Bukannya dia tidak tertarik sama sekali pada Afnan. Semua wanita waras pasti tertarik padanya. Tapi Hessa merasa saat ini dia masih berada pada infatuation phase. Hessa hanya memperhatikan sisi-sisi baik dari Afnan. Good looking, smart, confidence, and okay, she admits that he is hot. Kata orang-orang pintar di buku yang dibacanya, keputusan menikah tidak boleh dibuat pada masa ini.
Good looking and hot itu akan sangat bisa mengundang decak kagum saat pesta pernikahan. But once the honeymoon is over, Hessa sudah ditunggu oleh kenyataan hidup yang mungkin belum pernah terpikir olehnya. Afnan akan kembali bekerja, sedangkan Hessa akan tinggal di rumah. Apa nama jabatan untuk wanita yang hanya tinggal di rumah? Wife? Mother? Hidupnya akan berputar pada laundry, memasak, vacuuming the house, mengepel lantai, mengganti seprai, mengurus anak-anak, menghemat uang, memperbaiki kompor rusak saat dia harus memasak makan malam, mengisi empty toilet rolls, belanja bulanan, pertengkaran dan saling menyalahkan, seks, dan masih banyak lagi.
Di Aarhus tentu berbeda dengan di sini.
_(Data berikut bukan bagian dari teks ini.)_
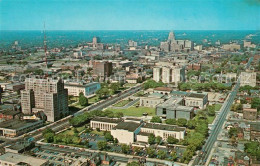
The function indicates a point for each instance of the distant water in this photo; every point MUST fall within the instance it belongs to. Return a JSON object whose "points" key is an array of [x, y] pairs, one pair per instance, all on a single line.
{"points": [[71, 38]]}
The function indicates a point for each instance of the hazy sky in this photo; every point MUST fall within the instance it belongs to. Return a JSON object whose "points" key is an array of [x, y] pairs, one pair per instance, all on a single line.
{"points": [[130, 14]]}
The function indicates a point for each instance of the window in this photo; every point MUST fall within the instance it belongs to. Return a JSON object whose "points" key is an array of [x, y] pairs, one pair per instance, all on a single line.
{"points": [[164, 110]]}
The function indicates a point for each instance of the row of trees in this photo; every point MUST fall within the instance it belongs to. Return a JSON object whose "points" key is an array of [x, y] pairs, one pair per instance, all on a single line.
{"points": [[108, 89], [152, 84], [87, 116], [204, 86]]}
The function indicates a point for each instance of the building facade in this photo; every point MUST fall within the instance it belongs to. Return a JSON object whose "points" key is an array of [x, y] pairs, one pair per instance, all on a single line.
{"points": [[248, 78], [102, 68], [104, 124], [198, 100], [45, 95], [74, 89], [168, 74]]}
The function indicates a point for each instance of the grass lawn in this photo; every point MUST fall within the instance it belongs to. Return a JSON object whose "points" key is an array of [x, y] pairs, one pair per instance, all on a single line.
{"points": [[71, 131], [121, 103], [93, 100], [73, 99], [211, 119], [129, 85], [138, 94], [218, 106], [101, 133], [135, 111]]}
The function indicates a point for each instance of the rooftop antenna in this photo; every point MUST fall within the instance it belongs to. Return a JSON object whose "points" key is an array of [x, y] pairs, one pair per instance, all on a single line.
{"points": [[45, 45], [45, 49]]}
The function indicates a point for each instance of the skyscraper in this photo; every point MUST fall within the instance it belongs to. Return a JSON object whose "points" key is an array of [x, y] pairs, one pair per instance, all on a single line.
{"points": [[171, 37], [45, 95]]}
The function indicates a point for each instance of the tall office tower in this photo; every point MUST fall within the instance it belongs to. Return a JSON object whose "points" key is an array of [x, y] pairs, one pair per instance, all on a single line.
{"points": [[171, 37], [165, 46], [178, 75], [157, 72], [102, 68], [189, 45], [132, 43], [1, 91], [94, 41], [166, 74], [45, 95]]}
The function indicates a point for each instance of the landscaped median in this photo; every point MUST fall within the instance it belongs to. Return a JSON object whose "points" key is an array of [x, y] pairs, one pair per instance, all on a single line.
{"points": [[134, 111]]}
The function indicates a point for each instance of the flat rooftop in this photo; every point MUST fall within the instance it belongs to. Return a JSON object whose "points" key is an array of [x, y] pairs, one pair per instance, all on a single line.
{"points": [[130, 126], [19, 159], [197, 95], [107, 120], [17, 124], [168, 89], [158, 126]]}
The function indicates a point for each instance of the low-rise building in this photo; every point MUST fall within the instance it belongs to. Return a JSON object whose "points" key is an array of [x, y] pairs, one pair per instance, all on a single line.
{"points": [[104, 124], [126, 132], [242, 158], [174, 108], [9, 114], [162, 130], [255, 132], [198, 100], [163, 90], [152, 100], [74, 89], [250, 113], [13, 159], [19, 147], [17, 86], [14, 128]]}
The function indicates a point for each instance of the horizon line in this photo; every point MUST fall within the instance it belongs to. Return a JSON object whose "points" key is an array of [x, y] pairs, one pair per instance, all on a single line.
{"points": [[131, 30]]}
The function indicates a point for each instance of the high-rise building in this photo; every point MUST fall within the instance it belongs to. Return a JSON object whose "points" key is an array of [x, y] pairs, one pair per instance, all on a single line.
{"points": [[45, 95], [171, 37], [132, 43], [1, 91], [168, 74], [174, 45], [165, 46], [157, 72], [102, 68]]}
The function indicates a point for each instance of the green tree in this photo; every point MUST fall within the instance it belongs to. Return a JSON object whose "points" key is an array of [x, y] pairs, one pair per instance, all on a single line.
{"points": [[232, 132], [49, 137], [109, 137], [119, 114], [125, 148], [151, 139], [182, 122], [172, 140], [156, 119], [174, 155], [256, 103], [191, 124], [171, 121], [102, 145], [133, 163], [158, 140], [161, 154], [137, 150], [83, 101], [151, 152]]}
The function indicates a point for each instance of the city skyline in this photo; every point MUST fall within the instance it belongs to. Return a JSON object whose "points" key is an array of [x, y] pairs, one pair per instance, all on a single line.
{"points": [[130, 15]]}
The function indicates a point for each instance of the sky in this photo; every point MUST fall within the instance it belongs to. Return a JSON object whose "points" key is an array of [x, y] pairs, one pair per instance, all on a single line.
{"points": [[130, 14]]}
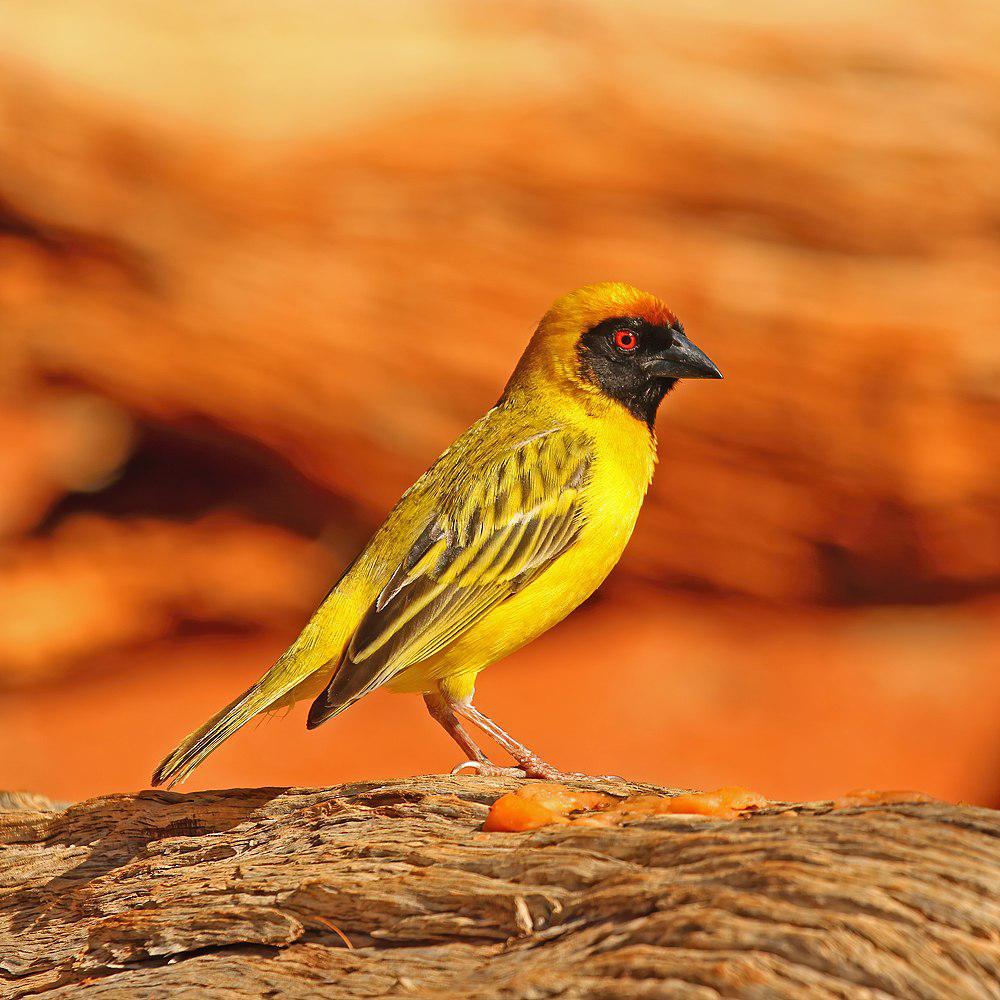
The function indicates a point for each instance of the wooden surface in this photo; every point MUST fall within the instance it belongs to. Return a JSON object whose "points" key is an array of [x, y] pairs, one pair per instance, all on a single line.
{"points": [[242, 893]]}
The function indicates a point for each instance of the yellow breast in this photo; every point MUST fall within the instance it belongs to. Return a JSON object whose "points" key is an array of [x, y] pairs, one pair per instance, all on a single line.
{"points": [[624, 455]]}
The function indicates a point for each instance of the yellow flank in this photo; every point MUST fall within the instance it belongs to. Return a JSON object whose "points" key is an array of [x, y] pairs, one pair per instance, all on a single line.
{"points": [[516, 524]]}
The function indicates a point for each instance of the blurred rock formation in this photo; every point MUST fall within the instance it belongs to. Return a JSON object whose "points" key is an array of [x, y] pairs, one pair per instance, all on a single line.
{"points": [[309, 244]]}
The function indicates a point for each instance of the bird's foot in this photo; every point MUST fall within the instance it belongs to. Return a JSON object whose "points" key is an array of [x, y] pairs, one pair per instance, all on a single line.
{"points": [[530, 767], [488, 769], [535, 767]]}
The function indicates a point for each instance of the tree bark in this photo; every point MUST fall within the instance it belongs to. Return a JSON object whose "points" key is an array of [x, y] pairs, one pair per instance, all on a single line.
{"points": [[257, 892]]}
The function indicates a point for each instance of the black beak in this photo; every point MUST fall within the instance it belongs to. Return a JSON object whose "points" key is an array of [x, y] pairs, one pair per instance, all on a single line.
{"points": [[682, 360]]}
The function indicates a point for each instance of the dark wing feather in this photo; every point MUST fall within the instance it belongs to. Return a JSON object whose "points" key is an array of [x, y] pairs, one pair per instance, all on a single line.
{"points": [[492, 536]]}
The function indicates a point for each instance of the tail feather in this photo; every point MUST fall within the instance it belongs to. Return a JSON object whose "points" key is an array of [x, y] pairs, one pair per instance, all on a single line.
{"points": [[179, 764], [291, 678]]}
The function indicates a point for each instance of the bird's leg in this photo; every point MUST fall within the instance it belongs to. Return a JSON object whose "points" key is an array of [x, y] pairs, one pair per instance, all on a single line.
{"points": [[442, 712], [530, 764]]}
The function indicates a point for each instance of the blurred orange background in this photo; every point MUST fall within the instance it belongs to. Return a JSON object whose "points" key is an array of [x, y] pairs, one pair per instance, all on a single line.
{"points": [[260, 262]]}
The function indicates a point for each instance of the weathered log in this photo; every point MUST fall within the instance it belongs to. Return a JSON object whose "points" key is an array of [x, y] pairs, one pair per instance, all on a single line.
{"points": [[392, 889]]}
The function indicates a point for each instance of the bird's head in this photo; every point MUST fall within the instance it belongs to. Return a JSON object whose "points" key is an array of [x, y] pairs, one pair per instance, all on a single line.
{"points": [[613, 341]]}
Bisakah Hessa sembarangan membeli makanan dari luar rumah? Dia akan jadi istri dan mungkin juga ibu, tugasnya adalah memastikan makanan yang beredar di rumahnya halal dan baik. Di sini, ibunya, kadang memakai jasa orang lain untuk membersihkan rumah, sesuatu yang mungkin di Aarhus tidak ada. Semua harus dikerjakan sendiri.
Jangankan sampai ke negara yang berada dekat dengan puncak bola dunia itu, membayangkan ikut suaminya ke luar Pulau Jawa saja Hessa tidak pernah. Salah satu teman baiknya malah lebih memilih menjalani long distance marriage setelah menikah daripada ikut suaminya yang kerja di pengeboran minyak lepas pantai di daerah di dekat Kalimantan sana. Tapi pilihan long distance marriage itu jelas tidak akan ada untuk Hessa. Orang waras mana yang mau terpisah belasan ribu kilometer dengan istrinya?